A child goes missing on the remote Falklands Islands. This is not the first time it’s happened and the last two children to disappear have never been found.


Sharon Bolton has taken a break from her Lacey Flint series with this standalone, set on the remote Falkland Islands in 1994, only 12 years after the battle between Britain and Argentina for sovereignty of the islands in which 255 British soldiers died.

When a three-year-old boy goes missing on holiday, fears are immediately raised that this might be connected to the disappearance of two other boys - Fred Harper, two years ago and Jimmy Brown, a year and a half ago. Neither of them was found, and there are those on the islands who believe that Archie West has met the same fate, whatever that was.

Catrin knows what it’s like to lose a child. Her two young boys died in a tragic accident whilst in the care of Catrin’s best friend since childhood. A moment’s inattention on Rachel’s part resulted in the car the boys were in going over the cliff into the sea. Their deaths irrevocably severed the friendship between the two women and for three years, Catrin has been planning her revenge.

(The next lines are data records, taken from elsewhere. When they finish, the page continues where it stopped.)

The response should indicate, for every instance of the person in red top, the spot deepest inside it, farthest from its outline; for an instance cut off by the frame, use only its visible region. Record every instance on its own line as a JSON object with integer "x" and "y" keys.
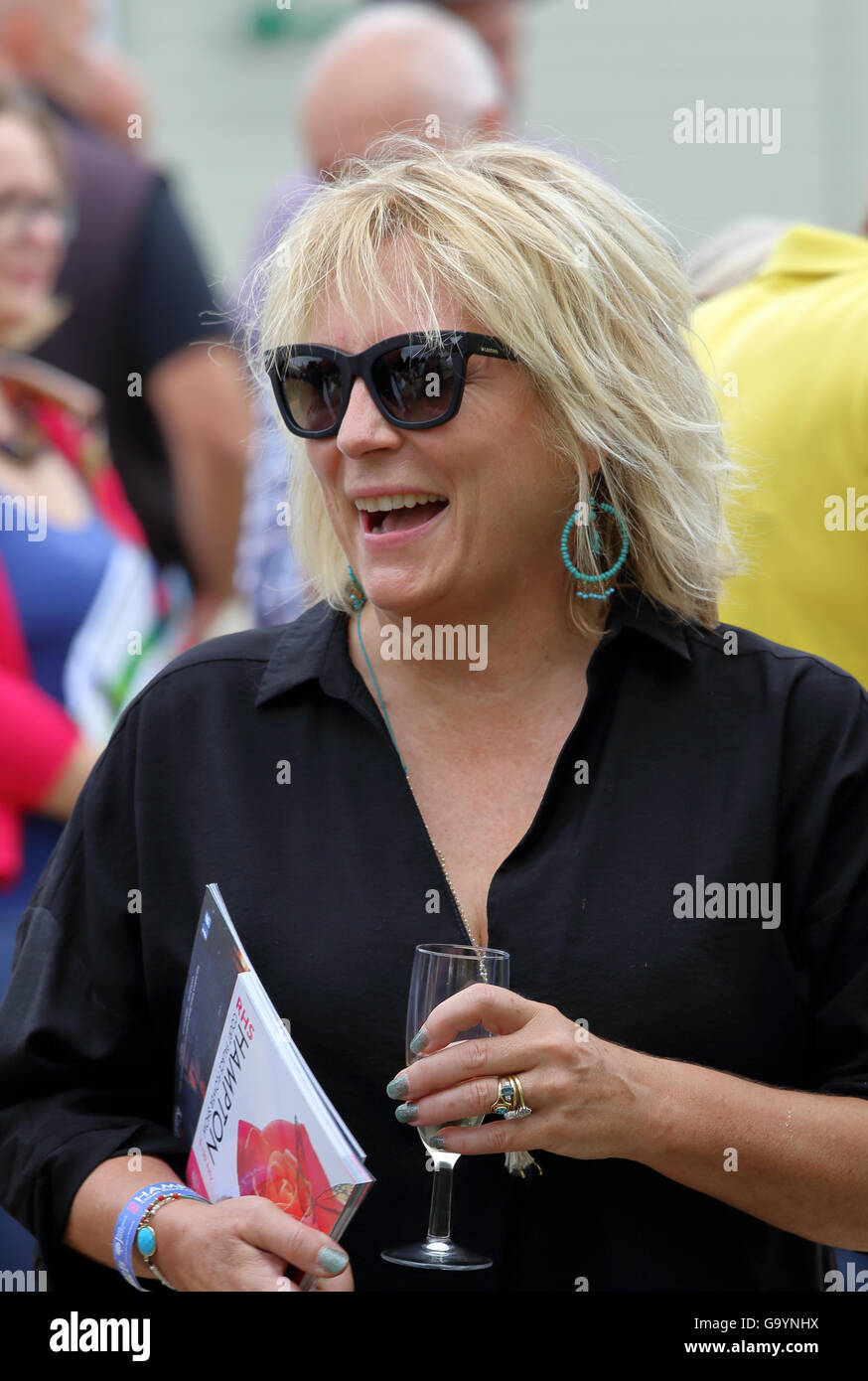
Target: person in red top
{"x": 76, "y": 574}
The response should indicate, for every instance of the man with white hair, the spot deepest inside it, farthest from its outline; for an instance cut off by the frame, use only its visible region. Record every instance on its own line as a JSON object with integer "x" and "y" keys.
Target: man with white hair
{"x": 396, "y": 67}
{"x": 497, "y": 25}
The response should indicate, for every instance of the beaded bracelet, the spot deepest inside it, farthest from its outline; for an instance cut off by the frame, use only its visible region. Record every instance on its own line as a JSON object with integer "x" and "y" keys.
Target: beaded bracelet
{"x": 146, "y": 1239}
{"x": 133, "y": 1217}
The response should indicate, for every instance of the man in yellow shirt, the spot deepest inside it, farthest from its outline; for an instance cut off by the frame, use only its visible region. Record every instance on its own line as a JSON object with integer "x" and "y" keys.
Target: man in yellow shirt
{"x": 789, "y": 351}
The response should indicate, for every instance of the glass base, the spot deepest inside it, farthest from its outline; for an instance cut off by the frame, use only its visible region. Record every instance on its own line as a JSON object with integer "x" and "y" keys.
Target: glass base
{"x": 436, "y": 1256}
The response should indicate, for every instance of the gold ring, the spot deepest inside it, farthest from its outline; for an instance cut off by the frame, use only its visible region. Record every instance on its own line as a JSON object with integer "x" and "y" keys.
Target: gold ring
{"x": 506, "y": 1100}
{"x": 519, "y": 1107}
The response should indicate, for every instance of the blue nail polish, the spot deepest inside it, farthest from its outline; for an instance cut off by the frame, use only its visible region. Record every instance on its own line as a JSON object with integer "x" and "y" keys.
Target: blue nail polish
{"x": 332, "y": 1260}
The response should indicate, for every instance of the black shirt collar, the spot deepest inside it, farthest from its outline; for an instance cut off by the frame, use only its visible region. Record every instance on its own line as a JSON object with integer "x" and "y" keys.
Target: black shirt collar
{"x": 314, "y": 647}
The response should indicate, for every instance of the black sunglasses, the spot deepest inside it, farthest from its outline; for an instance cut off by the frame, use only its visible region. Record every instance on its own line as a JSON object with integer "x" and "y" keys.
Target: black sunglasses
{"x": 414, "y": 384}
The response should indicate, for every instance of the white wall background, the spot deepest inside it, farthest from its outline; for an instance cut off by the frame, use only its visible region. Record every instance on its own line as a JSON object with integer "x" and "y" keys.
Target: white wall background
{"x": 608, "y": 77}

Little Black Lies is a haunting tale of the consequences of loss and war. Memories of the conflict are never far below the surface in the islands and for some, like former soldier Callum Murray, the horror has never entirely gone away. Callum was damaged by his experiences during the war and has suffered from post-traumatic stress disorder ever since, although it abated a little when he came back to the islands to live. But his vivid and consuming flashbacks can still be triggered, even by something like the sight of a child’s toy gun, leaving him with blanks in his memory and a crashing sense of guilt.

Catrin is consumed by hatred of Rachel, and her former best friend is tortured by the consequences of her inattentiveness, unable to love her youngest son because of her guilt that she has three living boys whereas Catrin has none, and even lost her third child to a still birth.

Bolton is at her best when dealing with the dark side of life, and Little Black Lies is no exception. Catrin, Callum and Rachel, who each narrate a third of the story, are all strong characters, each damaged in different ways by their experiences. The two women’s stories are divided from each other by Callum’s, making it easy to differentiate between them. There are times when it’s impossible to know who to believe, and in Rachel’s story, it becomes clear how tension has been mounting in the close-knit community on the islands as violence threatens to engulf them all.

This stark picture of island life – and death – is one that you won’t find in any holiday brochure. It’s dark, beautifully written and utterly gripping. The ending, when it comes, is one that I had to re-read three times, just to be sure. This is a book with no wasted words, and when you get to the final page, you’ll realise exactly how much Bolton can pack into a single sentence. This is domestic noir at its best.